Eileen Atkins was born in London and attended the Guildhall School of Music and Drama. Her initial London stage appearance was in Robert Atkins' staging of Love's Labour's Lost at the Open Air Theatre in Regents Park. Seasons in repertory followed, including two years with the Royal Shakespeare Company at Stratford-upon-Avon. She went on to star at the Old Vic in many Shakespearean roles, among them Miranda and Viola.

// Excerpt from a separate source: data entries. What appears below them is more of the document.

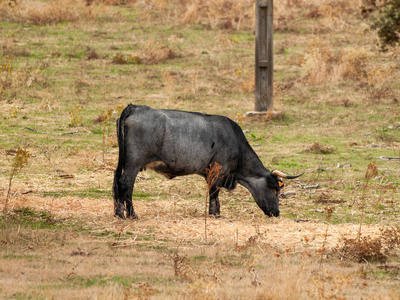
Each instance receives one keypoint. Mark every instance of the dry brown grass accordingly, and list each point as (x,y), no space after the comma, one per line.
(60,239)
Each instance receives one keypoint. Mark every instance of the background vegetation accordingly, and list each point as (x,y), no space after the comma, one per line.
(69,67)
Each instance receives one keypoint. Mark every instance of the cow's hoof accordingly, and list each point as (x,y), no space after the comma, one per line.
(119,216)
(133,217)
(215,216)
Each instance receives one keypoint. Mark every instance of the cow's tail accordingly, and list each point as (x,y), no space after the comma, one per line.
(129,110)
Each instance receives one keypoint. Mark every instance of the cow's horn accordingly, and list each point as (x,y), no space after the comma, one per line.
(283,175)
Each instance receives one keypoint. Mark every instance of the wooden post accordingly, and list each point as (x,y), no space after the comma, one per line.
(264,82)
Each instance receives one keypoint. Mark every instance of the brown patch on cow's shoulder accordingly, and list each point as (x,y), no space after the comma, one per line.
(160,167)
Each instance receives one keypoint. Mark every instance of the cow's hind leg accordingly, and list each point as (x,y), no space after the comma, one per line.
(125,185)
(214,208)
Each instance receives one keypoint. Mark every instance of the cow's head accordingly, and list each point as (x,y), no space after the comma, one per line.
(267,193)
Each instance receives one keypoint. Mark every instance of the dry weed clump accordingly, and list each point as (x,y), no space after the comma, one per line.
(20,161)
(214,14)
(56,12)
(317,148)
(13,81)
(353,63)
(367,248)
(153,53)
(319,62)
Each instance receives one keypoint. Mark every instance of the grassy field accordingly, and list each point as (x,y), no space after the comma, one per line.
(67,71)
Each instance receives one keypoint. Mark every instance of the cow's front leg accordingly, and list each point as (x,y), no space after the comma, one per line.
(214,207)
(126,185)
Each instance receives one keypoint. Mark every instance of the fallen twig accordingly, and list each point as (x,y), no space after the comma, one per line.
(307,187)
(50,133)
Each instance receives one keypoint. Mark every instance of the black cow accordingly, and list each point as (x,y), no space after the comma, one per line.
(176,143)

Venturing into contemporary plays, Atkins starred opposite Laurence Olivier and Alec Guinness, among others. She won the 1965 London Evening Standard award for Best Actress for her performance as Childie in The Killing of Sister George, and then made her New York stage debut in the play. Her wealth of U.K. stage credits also includes the title roles of Saint Joan and Medea. She played in T.S. Eliot's The Cocktail Party with Alec Guinness for which she won the London Critics Award. She won a Variety Club Award for her role as Elizabeth in Robert Bolt's Vivat! Vivat! Regina!,and won the London Critics Circle Award and received an Olivier Award for her performance in Peter Hall's staging of A Winter's Tale.

In 1989, Atkins garnered unanimous acclaim for her one-woman show A Room of One's Own, in which she portrayed Virginia Woolf. The off-Broadway production brought her a Drama Desk award for Best Solo Performance and a special citation from the New York Drama Critics Circle. She then toured the United States in the show, later taping the project for U.K. television on location at Girton College, Cambridge (the venue of Ms. Woolf's original lecture, which inspired the play). She would return to the role in 1992 with Vita & Virginia, which she wrote and starred in (opposite Penelope Wilton as Vita Sackville-West) for the United Kingdom stage as well as in the United States (opposite Vanessa Redgrave). The latter production earned her the New York Critics Circle Award and the Drama Desk Award.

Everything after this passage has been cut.